Экологические проблемы родились вместе с человечеством, хотя осознаваться начали относительно недавно. Не менее стара и несправедливость: одни получают выгоду, а другим достаются отходы. Древний кодекс адыгов замечает на этот счет: «Почет тому, кто творит добро ради Хабзэ, но тот, кто творит добро без свидетелей, — поистине самый богатый человек».

Есть, однако, и такие (и это уже для Уголовного кодекса), кто предпочитает без свидетелей творить пакости. Бичом республики экологи считают нелегальные и полулегальные свалки. Одну из них называют «Сочинской»: когда там проводилась экологически чистая и безотходная олимпийская стройка, отходы через хребет везли в Адыгею. Ну не в Краснодар же везти, и про Олимпиаду тоже понятно, но тут снова: одним — патриотизм, другим — дрянь.

Самые чудовищные, с точки зрения экологов, нарушения связаны с незаконным строительством дач — дворцов по берегу Кубани в Тахтамукайском районе. К берегу ни с какой стороны уже не подойти, наличие очистных сооружений сомнительно. Остров Зеленый, административно считающийся Адыгеей, превращен в полуостров: со стороны Краснодара к нему выросла незаконная дамба, сделанная, в основном, из строительных отходов. Другая, законная, дамба, защищающая Краснодарский край и Адыгею на случай экстренного сброса воды в водохранилищах выше по течению (а именно так, вероятно, произошло затопление Крымска), — наоборот, уже застроена незаконными «дачами», истончена и частично срыта.

Адыгейский прокурор (он сопровождал экологическую вахту СПЧ в этой поездке) не только подал, но даже выиграл в суде иск — пока только о принудительном сносе незаконной дамбы. Но с исполнением судебного решения будут проблемы, которые осложняются тем, что дворцы, в том числе на адыгейском берегу, построены отнюдь не жителями Адыгеи — им такие участки и не по карману. Это Краснодар, а Краснодар — уже как бы другая страна, с каким-то другим и особым статусом.

Экология и коррупция — очень тесно связанные темы.

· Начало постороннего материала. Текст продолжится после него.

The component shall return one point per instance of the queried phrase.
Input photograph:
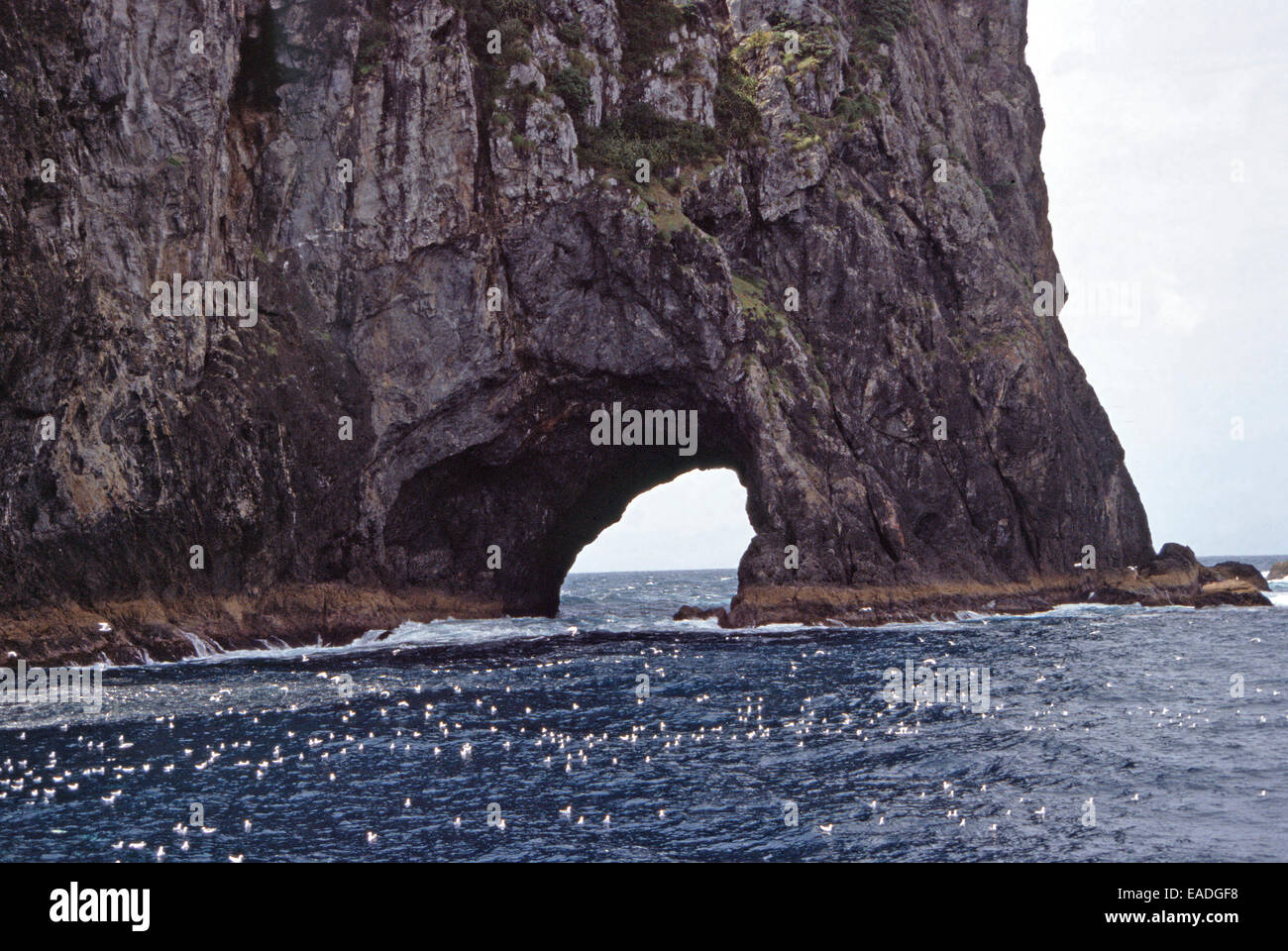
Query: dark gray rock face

Если прокурор (он приехал в Майкоп из Тулы, но, видимо, проникся тут «Адыгэ Хабзэ») проявит настойчивость в вопросе о дамбах, как бы краснодарский центр «Э» не возбудил и против него тоже «экологическое» дело «о возбуждении ненависти к группе дачников».

Из-за экскурсии к «лагунам» я опоздал на встречу председателя СПЧ Михаила Федотова с двумя «дезертирами» из «Майкопской бригады» и тремя мамами этих контрактников — их (всего 46 человек) привлекают к уголовной ответственности «за дезертирство». По мнению Федотова, многократно заявленные ими, но брошенные начальством в корзину отказы от службы по контракту — связаны не с отправкой на Украину (хотя такие разговоры в части ходили), а с бардаком и невыносимостью условий службы в 135-й «элитной» (горной) бригаде.

В следующей экспедиции СПЧ придется мне, наверное, напроситься в группу, проверяющую соблюдение прав военнослужащих.